Spiritualism was huge from the Victorian era through its peak after World War I, when grieving family members were anxious to have one final word from a son killed at Gallipoli. Seances, levitations, automatic writing, spirit manifestations and other flapdoodles swept the world. Gullible clients often paid through the nose to sit in a dark room and be duped by con artists who pretended to be in sync with the dead. Professional magicians like Harry Houdini were incensed and labored to expose rampant séance fraud.
Then as now, manipulating sad people is a rotten way to make a buck.
Set aside how creepy this new AI horror show is. No chatbot, no matter how good, can authentically recreate a person. If it filmed our beloved Great Aunt Vera for weeks, it couldn’t capture everything she knows or prepare her hologram to answer any question her relatives want to pose. If we want her to tell the story she hadn’t told in years — about the time she and four of her sisters were riding on the back of a horse and all fell into the lake when the horse stopped for a drink — will she be able to? Of course not. Will the hologram make up a fake story? Probably.

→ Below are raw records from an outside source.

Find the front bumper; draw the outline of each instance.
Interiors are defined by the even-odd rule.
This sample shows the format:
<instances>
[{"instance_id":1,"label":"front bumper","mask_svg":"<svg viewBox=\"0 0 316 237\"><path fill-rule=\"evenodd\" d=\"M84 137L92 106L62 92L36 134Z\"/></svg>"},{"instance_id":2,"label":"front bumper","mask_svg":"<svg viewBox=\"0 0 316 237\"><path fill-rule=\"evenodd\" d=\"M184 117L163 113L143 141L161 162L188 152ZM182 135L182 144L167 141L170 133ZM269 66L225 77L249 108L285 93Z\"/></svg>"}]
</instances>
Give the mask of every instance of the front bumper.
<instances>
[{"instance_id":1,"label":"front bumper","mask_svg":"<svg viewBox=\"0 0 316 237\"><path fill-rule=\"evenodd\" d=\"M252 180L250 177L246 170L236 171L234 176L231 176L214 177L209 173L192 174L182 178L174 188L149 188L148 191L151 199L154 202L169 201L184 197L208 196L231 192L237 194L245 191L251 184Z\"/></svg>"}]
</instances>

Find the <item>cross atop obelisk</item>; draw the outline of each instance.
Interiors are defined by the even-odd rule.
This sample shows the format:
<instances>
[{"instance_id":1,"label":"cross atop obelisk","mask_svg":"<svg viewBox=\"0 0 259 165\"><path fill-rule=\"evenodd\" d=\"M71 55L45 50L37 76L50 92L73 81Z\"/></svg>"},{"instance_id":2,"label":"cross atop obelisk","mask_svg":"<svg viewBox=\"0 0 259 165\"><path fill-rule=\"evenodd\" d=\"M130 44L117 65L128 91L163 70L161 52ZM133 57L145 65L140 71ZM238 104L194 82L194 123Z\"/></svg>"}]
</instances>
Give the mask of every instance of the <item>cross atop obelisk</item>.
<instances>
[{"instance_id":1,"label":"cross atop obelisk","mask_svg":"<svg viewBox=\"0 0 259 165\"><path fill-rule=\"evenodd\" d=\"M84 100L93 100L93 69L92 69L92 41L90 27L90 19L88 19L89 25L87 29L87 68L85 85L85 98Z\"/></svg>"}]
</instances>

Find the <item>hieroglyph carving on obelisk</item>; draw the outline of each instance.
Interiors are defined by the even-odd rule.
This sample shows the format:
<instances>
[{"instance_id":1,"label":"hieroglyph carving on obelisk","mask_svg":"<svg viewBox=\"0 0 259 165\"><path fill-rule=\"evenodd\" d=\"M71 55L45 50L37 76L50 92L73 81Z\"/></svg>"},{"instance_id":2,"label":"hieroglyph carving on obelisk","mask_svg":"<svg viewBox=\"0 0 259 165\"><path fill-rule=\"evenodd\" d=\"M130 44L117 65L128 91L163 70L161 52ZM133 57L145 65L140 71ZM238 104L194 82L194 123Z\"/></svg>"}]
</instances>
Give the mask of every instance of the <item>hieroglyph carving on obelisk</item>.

Consider the opportunities for fraud or spite. With a slight tweak in the programming, we can get a late relative’s hologram to announce he’s changing the will. Or to say something vicious to the cousin we don’t like. Or to confess to something he never did.
At the very least, a glitch in the system — there are always glitches in the system — could have the dearly departed behave in a way that confuses, bewilders or upsets her loved ones.
Life teaches us many things. One is that death is inevitable. We ache, we mourn, we grieve and yet we continue living. We must move on. Now, AI allows us to circumvent another crucial stage of human growth. Why seek closure and learn to let go, when we can pop in a $10,000 DVD and simulate one more chat with our old friend?
When it works as it should, life teaches us how to respond maturely to what happens. Are the folks who create our technologies on board with that plan?
Last week marked 12 years since my father died. I think about him every day. I would dearly love to see him again, to hear his laugh, to hold his large, warm hand. But I am confident that, someday, I will. And I can wait.
I look forward to telling him how much money I saved. He’ll love that.